Lastly, the hake from Kilmore Quay was pan-roasted and came with a ragout of cannellini beans and chorizo, aubergine purée and basil-and-garlic mayonnaise. Like the starters, all three of our main courses were well thought-out dishes and well-executed.
Obviously with food like this we just had to eat desserts. A chocolate fondant, a vanilla panna cotta and carrot cake came to the table and we tucked in, not hungry, but lupine in our ravenous scoffing. A superb lunch that brought a bill of €78 for the three of us.

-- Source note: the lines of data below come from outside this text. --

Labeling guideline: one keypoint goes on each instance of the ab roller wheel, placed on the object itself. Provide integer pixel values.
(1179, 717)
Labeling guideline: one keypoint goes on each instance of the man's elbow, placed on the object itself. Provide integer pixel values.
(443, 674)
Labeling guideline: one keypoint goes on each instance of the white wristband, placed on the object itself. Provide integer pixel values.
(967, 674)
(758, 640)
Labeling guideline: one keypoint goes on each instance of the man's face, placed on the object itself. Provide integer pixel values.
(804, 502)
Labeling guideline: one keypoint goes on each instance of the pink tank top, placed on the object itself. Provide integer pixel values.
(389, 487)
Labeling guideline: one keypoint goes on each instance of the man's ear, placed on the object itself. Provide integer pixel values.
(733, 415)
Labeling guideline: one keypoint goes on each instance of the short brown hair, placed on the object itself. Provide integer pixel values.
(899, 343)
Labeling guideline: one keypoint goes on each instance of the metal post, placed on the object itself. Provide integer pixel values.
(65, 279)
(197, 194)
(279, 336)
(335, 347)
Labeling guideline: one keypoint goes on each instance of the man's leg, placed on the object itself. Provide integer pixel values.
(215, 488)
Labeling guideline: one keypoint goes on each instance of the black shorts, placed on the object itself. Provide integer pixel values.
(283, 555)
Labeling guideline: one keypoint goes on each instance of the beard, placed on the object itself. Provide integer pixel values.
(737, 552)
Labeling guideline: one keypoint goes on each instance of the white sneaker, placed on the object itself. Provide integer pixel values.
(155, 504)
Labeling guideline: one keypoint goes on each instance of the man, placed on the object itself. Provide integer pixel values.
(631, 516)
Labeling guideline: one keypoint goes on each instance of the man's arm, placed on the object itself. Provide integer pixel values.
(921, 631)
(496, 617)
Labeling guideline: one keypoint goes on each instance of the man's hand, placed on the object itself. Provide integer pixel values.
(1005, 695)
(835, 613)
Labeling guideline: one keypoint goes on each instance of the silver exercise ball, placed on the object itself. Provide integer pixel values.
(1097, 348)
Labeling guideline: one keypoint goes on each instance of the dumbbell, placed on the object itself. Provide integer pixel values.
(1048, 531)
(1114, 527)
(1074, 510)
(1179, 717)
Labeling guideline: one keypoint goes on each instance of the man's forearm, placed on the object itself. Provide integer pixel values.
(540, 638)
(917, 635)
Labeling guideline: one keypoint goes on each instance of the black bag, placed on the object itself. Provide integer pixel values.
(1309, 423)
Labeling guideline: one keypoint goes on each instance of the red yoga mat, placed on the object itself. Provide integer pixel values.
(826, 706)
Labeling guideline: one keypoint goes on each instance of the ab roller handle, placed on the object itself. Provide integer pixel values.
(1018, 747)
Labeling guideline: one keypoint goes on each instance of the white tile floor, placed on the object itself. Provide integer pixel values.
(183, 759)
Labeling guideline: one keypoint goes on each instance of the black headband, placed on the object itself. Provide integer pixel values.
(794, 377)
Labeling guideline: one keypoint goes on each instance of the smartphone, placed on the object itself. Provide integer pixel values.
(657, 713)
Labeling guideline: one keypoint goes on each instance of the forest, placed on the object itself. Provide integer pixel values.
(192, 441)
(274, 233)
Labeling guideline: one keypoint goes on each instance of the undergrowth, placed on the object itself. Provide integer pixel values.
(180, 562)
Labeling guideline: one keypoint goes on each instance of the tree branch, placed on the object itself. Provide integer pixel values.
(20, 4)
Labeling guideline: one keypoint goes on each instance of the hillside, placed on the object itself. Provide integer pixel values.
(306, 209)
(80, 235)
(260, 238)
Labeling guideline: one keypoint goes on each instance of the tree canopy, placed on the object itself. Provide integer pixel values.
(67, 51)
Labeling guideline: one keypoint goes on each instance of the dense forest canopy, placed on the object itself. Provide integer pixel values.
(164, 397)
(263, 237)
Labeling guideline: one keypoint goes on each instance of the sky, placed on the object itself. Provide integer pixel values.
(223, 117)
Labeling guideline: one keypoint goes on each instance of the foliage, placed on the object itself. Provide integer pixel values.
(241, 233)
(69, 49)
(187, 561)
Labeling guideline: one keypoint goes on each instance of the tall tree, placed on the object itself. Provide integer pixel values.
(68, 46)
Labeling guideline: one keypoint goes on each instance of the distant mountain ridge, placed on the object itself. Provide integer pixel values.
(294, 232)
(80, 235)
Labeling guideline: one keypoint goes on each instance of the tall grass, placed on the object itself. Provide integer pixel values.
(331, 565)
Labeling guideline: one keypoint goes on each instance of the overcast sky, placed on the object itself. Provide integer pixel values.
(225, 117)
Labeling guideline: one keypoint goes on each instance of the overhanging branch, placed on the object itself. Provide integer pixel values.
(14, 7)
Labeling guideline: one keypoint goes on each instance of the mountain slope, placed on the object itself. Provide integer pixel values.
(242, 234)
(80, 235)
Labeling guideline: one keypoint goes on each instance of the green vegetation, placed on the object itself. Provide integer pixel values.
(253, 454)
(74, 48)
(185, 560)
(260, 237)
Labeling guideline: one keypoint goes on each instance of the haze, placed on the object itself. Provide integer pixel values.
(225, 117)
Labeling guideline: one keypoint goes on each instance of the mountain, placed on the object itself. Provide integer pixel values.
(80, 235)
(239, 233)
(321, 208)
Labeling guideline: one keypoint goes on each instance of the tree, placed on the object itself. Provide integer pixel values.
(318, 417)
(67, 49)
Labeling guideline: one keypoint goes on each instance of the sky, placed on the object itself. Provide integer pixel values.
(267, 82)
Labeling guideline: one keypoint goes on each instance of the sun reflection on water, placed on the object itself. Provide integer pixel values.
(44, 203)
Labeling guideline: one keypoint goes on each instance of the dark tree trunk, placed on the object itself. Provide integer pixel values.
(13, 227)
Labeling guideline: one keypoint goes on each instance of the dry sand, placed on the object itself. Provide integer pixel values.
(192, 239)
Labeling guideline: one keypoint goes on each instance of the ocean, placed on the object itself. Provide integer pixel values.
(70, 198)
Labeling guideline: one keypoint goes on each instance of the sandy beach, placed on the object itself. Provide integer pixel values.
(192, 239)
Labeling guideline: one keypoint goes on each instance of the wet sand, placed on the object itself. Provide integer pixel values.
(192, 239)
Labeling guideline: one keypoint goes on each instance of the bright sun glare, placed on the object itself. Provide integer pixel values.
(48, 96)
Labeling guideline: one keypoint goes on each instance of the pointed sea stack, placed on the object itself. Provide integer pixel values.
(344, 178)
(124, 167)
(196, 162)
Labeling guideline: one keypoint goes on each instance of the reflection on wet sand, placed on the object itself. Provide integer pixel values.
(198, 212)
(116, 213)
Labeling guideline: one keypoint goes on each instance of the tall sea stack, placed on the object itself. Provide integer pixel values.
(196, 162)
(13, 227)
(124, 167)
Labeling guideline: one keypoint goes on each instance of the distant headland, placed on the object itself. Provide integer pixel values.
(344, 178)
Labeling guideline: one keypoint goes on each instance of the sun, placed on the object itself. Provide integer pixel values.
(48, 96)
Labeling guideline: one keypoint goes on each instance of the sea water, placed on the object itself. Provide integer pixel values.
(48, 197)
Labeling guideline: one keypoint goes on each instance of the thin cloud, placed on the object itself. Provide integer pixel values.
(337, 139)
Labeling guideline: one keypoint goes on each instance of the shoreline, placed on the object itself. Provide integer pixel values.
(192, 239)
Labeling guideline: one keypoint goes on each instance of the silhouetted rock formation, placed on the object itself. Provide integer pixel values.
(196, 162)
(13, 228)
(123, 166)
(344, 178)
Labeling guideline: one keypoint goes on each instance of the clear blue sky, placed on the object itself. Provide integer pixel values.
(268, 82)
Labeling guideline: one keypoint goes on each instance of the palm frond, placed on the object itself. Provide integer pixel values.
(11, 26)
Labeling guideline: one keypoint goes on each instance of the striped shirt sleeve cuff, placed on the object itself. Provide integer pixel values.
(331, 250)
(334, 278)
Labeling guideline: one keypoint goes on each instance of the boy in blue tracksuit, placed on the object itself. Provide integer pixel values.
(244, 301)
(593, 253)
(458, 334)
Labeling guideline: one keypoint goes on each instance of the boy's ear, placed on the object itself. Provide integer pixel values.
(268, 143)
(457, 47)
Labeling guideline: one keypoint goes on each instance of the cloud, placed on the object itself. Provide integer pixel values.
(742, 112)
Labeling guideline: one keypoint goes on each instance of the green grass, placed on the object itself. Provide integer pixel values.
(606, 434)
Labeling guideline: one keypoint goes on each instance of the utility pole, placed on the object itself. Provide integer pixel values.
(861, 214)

Another day Tom Doorley, his wife Johann and I had a light lunch in the Corner House Bistro, just round the corner from Thyme. It's a warm, friendly place with big comfy sofas in front of the coffee machine where we saw young mothers and babies taking a rest from Christmas shopping. The food was a little uneven, but it was very well priced with main courses in the low teens. I suspect that if you were to go a couple of times, you'd soon learn which dishes to order and which to avoid.
On a budget
Sunday lunch is à la carte, but the prices are very reasonable. Starters around €6, main courses around €15 and desserts €5.95.
On a blowout
The à la carte dinner menu lets you spend around a tenner for your starters, with mains running from €22 to €26.
The high point
The finish of the plates and the choice of accompaniments was what most impressed me.
The low point
Hard to find a low point here, but I’ll go with a very average espresso, the only thing that didn’t wow me.